Public layer (Ethereum L2 / Polygon): stores only irreversible hashes and ERC-721 tokens. Any third party can verify the integrity of a record without accessing confidential data.
An Independent Audit Node verifies every anchor — third parties don't need to trust MIRAS to verify proof.
Security & Compliance
SOC 2 Type I certification targeted for Year 1. Penetration tested before launch. Infrastructure hosted on AWS multi-region EU (Frankfurt primary, Ireland secondary) for GDPR data residency.
GDPR by architecture: personal data encrypted in Data Vault (AES-256 + RBAC). Blockchain stores only irreversible hashes. Right to erasure without compromising audit trail integrity.
EU AI Act (Art. 13, 14): every risk score includes a Risk Decomposition Report with top-5 contributing variables and natural language explanation. Human-in-the-loop mandatory for Orange and Red decisions.

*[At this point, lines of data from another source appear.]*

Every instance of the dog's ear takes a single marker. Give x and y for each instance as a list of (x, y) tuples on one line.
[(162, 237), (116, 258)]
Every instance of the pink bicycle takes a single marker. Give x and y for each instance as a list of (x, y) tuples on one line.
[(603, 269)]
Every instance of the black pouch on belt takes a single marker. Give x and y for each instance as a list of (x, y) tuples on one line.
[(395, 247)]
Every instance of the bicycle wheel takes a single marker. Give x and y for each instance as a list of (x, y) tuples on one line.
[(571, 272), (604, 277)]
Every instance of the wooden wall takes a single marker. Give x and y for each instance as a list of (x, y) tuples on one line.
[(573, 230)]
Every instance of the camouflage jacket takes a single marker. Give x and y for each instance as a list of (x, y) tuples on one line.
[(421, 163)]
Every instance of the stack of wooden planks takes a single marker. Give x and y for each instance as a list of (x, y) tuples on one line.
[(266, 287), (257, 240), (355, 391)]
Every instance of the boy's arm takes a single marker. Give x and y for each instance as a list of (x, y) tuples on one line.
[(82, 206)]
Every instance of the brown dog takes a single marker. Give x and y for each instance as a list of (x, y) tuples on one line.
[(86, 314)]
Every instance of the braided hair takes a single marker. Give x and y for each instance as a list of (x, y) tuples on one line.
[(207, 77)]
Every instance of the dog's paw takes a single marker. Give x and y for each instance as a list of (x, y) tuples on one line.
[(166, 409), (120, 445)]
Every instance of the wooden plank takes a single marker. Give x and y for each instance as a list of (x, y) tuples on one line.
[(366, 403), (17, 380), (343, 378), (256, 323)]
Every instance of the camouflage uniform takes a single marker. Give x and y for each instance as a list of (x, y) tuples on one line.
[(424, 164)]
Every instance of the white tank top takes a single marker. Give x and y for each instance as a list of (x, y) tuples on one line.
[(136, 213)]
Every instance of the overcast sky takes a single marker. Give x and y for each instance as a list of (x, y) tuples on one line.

Regulatory coverage: AMLR 2024/1624 (EU), 6AMLD (EU), Art Market Integrity Act S.2400 (US), HMRC MLR 2017 (UK), Basel AML Principles, RAM Toolkit.
Peer-Reviewed
Cross-Layer Anomaly Detection for AML Compliance in the Art Market: A Multi-Engine Scoring Framework
Tullio Angheben (MIRAS.ART — MARGIN International LLC), Margherita Angheben & Ginevra Angheben (CBS International Business School)
The paper introduces a computational framework purpose-built for anti-money laundering compliance in the art market. The system employs three independent scoring engines comprising 26 proprietary variables and 10 contextual modifiers. Using softmax-based aggregation, it produces composite risk scores that enable compliance with EU Regulation 2024/1624 with computational precision rather than subjective judgment.